Steinhaus Announces Adoption of Comprehensive Emergency Management Plan

County Executive William R. Steinhaus announced today the County’s adoption of a Comprehensive Emergency Management Plan (CEMP). The plan is the result of a combined effort between local, state, federal and private agencies to enhance the County’s ability to manage emergency situations in peacetime or under wartime conditions to provide adequate response that would minimize injury and damage with an eye to speedy recovery time.

“Preparedness is the key to prevention,” said Steinhaus. “The plan we’ve devised outlines the actions to be taken by the county before, during and after emergencies. Such a plan will save lives and minimize property damage,” he added.

The planning effort incorporates New York State’s Emergency Management Plan. The County’s development of the CEMP was authorized by State Executive Law and the New York State Defense Emergency Act. Its purpose is to minimize or prevent the effects of disasters and to enhance the efficiency of response and recovery operations within Dutchess County. The CEMP includes the results of a systematic investigation and analysis of potential hazards that could affect the county, an assessment of the capabilities existing in the county to deal with potential problems and, finally, the development of necessary actions to achieve expected results.

The CEMP assigns responsibility for disaster response to the appropriate county department and/or agency within the framework of the county’s present capabilities. The county is responsible for assisting the local levels of government, i.e., cities, towns and villages, in the event that they have fully committed their resources and are still unable to cope with any disaster. Damage assessment lies within the local jurisdiction where damage occurs.  Prevention is aimed at strengthening Dutchess County’s ability to protect citizens, preserve structures and to provide emergency services. It also includes increasing public awareness. The State and Federal government can also play a part in this activity.
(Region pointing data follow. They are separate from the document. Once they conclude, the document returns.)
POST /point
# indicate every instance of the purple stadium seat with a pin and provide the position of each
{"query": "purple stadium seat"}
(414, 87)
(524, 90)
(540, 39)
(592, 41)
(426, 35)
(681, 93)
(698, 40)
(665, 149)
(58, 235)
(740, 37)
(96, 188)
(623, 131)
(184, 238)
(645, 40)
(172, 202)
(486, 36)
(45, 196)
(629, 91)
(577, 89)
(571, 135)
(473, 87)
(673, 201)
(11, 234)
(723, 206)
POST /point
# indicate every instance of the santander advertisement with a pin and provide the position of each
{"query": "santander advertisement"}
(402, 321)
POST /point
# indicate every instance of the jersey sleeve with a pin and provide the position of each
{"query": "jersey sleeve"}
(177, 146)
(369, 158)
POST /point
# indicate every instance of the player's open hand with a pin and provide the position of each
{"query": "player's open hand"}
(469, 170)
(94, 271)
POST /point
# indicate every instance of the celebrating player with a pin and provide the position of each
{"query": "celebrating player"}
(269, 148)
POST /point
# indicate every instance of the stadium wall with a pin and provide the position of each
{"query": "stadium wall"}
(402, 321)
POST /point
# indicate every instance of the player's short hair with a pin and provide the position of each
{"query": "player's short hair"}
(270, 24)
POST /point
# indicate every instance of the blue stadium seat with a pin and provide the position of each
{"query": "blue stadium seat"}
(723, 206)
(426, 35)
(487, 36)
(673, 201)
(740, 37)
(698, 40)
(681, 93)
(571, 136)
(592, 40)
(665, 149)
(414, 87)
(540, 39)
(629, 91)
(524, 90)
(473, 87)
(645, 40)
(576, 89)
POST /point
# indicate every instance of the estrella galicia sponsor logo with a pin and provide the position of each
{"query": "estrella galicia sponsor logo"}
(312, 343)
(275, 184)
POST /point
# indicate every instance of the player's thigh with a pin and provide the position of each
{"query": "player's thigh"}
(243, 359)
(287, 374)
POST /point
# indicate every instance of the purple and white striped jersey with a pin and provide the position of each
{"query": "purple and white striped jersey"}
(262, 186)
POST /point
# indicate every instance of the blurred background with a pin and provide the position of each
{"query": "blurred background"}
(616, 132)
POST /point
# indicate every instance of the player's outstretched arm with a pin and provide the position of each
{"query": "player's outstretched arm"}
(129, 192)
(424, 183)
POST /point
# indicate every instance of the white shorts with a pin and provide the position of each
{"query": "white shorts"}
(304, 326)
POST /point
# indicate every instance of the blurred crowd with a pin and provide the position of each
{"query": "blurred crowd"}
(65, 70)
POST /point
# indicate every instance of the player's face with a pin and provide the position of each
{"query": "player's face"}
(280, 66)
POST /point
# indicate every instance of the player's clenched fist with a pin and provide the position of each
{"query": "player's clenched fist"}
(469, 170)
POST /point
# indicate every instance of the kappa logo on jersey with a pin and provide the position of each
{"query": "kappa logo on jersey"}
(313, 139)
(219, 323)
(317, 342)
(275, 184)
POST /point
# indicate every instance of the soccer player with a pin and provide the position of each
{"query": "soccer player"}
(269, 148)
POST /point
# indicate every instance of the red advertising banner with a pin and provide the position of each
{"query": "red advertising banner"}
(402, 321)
Identified emergency response operations in the CEMP include detecting, monitoring and assessing the hazard, for example, advisories regarding floods, blizzards, or ice storms. Alerting and warning endangered populations, taking protective actions, and allocating/distributing equipment and resources. Response operations are initially the responsibility of and controlled by local government but may be supported and coordinated by Dutchess County Emergency Response as necessary.

The County’s coordinated effort focuses on the following public relief and services:

  • Identifying materials, facilities, and services that may be required in times of emergency.

  • Centralizing and coordinating resources, manpower, and services.

  • Communicating with the public during emergency.

  • Providing care for the injured and needy.

  • Activating county response assets.

  • Implementing emergency procedures.

  • Developing criteria for establishing priorities with respect to the restoration of vital services and debris removal.

  • Planning a system for continued operation of county government essential services.

With the adoption of the CEMP this month, focused efforts have been identified and the plan provides for successful and capable implementation of each goal. The framework of the comprehensive plan lends to acceptance of continued research and management of ongoing available resources and services.

“The County’s Emergency Management Plan is not just a document but an ongoing process. The county is committed to reviewing and improving the plan on an annual basis in order to better protect the citizens who rely on it,” said the County Executive.